Calculating Velocity in Two Dimensions: A Real-Life Swimming Challenge

[Mary1910]

Question:
In an anniversary celebration of Marilyn Bell's 1954 feat- she was the first person to swim across Lake Ontario- a swimmer set out from the shores of New York and maintained a velocity of 4m/s (N). As the swimmer approached the Ontario shore, she encountered a cross-current of 2 m/s (E 25 degrees S) - 25 degrees South of East. Calculate her velocity with respect to the crowd observing from the beach (with respect to the ground).

My Attempt at a Solution:

First I drew a triangle. 4m/s (N) is the left side of the triangle. 2m/s (E 25 degrees S) is the top of the triangle. And the right side is the side that I think that I am solving for.
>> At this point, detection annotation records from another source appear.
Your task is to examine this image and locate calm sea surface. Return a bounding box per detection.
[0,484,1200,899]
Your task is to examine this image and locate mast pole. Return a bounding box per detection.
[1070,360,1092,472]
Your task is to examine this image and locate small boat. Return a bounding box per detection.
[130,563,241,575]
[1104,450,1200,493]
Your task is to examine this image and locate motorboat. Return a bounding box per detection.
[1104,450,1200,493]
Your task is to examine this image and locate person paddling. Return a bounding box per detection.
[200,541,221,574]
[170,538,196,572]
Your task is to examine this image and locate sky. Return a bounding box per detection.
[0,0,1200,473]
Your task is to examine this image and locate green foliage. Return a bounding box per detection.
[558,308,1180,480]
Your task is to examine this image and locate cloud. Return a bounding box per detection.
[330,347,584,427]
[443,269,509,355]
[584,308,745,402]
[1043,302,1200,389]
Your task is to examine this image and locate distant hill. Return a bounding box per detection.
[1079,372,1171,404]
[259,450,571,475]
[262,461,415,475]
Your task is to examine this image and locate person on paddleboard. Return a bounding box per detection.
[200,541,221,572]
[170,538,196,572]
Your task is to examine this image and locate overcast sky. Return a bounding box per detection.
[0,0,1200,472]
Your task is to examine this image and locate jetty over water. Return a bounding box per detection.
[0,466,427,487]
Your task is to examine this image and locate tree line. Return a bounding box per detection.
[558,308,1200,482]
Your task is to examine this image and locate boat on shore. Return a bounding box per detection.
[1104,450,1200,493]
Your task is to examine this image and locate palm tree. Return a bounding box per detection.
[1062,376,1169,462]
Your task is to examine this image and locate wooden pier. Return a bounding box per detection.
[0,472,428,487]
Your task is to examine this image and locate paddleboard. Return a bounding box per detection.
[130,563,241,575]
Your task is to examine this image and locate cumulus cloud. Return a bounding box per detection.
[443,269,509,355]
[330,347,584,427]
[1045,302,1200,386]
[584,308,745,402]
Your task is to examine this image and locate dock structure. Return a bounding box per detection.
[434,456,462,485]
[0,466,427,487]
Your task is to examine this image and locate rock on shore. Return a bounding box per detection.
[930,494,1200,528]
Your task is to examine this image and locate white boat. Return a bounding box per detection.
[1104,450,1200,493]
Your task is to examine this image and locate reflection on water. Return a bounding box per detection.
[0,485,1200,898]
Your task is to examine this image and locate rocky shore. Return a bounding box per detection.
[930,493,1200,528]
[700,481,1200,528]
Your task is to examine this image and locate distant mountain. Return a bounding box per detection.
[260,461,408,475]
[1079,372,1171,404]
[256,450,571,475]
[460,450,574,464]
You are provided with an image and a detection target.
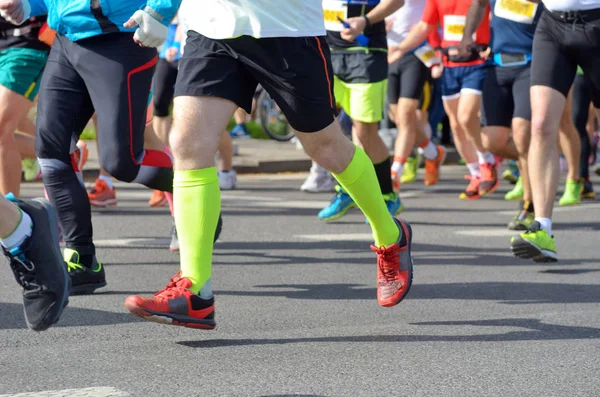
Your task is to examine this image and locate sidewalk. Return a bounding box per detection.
[83,139,458,178]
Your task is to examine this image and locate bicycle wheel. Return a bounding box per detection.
[257,90,294,142]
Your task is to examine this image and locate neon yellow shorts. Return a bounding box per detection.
[333,76,387,123]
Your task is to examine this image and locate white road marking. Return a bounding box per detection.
[0,387,130,397]
[454,228,519,237]
[495,203,600,215]
[94,238,171,248]
[294,233,373,242]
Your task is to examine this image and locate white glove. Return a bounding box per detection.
[0,0,31,25]
[124,10,169,48]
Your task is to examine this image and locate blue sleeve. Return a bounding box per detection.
[29,0,48,17]
[146,0,182,26]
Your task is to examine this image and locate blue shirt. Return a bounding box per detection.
[29,0,181,41]
[486,0,543,55]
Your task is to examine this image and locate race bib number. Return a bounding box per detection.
[323,0,348,32]
[414,44,442,68]
[444,15,475,41]
[494,0,538,25]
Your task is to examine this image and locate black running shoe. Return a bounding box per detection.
[3,198,71,331]
[64,248,106,295]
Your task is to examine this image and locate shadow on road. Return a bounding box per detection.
[215,282,600,305]
[0,302,143,329]
[177,318,600,348]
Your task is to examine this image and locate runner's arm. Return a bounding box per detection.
[396,21,435,53]
[144,0,181,26]
[459,0,490,54]
[363,0,404,24]
[341,0,404,42]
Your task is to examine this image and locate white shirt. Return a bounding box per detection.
[178,0,325,39]
[542,0,600,11]
[386,0,425,46]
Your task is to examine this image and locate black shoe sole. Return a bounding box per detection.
[511,238,558,263]
[71,281,106,296]
[25,198,71,332]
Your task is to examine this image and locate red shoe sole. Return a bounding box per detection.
[125,301,217,330]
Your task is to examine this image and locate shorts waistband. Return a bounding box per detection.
[546,8,600,22]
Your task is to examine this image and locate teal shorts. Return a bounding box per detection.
[0,48,48,101]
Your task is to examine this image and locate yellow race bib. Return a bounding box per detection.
[494,0,538,24]
[324,0,348,32]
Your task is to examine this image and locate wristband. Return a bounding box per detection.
[363,15,371,29]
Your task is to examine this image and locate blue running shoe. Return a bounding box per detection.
[229,124,250,139]
[318,186,356,222]
[383,192,404,216]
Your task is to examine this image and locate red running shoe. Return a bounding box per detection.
[125,271,217,329]
[371,219,413,307]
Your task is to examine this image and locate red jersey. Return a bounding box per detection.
[421,0,490,66]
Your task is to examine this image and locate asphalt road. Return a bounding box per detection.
[0,167,600,397]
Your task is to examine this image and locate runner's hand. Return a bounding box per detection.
[388,46,404,64]
[0,0,31,25]
[458,36,475,56]
[341,17,367,43]
[123,9,169,48]
[165,47,179,62]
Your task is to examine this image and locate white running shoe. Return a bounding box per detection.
[219,170,237,190]
[300,169,337,193]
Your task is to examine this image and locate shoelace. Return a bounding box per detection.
[154,276,186,299]
[4,250,41,291]
[479,164,494,180]
[373,247,400,281]
[465,175,480,191]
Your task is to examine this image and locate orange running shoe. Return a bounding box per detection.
[458,175,481,200]
[392,170,400,192]
[371,219,413,307]
[148,190,169,207]
[425,145,446,186]
[125,271,217,329]
[88,179,117,208]
[479,164,500,196]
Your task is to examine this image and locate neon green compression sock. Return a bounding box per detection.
[173,167,221,298]
[333,147,400,247]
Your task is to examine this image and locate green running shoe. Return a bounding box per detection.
[558,179,583,205]
[508,210,535,230]
[400,157,419,183]
[21,159,42,182]
[504,177,523,201]
[510,221,558,262]
[64,248,106,295]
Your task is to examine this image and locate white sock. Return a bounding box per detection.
[98,175,114,190]
[392,161,404,175]
[477,152,496,165]
[422,123,432,139]
[0,211,33,251]
[467,163,481,178]
[423,141,438,160]
[535,217,552,236]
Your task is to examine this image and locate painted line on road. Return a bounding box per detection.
[0,387,130,397]
[495,203,600,215]
[454,228,519,237]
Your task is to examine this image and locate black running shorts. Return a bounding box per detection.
[531,8,600,108]
[481,65,531,128]
[175,31,337,132]
[387,54,431,105]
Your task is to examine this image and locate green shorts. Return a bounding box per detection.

Next I divided the triangle into two right angled triangles.

Solving for the top triangle:

sin=Opposite/Hypotenuse
=2sin(65)
=1.81 m/s

cos=Adjacent/Hypotenuse
=2cos(65)
=0.845 m/s
=0.85m/s

To solve for the bottom triangle:

4m/s - 0.85m/s = 3.15m/s

Use Pythagorean theorem to solve for the unknown side:

3.15^2 + 1.81^2
=3.63m/s

Calculate the direction of the velocity:

tan=ay/ax
tan=1.81/3.15
=29.88
=30 degrees

Therefore her velocity, with respect to the crowd observing from the beach is 3.63m/s (N 30 degrees E)

Could someone please let me know if my calculations are correct? I would appreciate the help. :)

 

[paisiello2]

Looks right to me.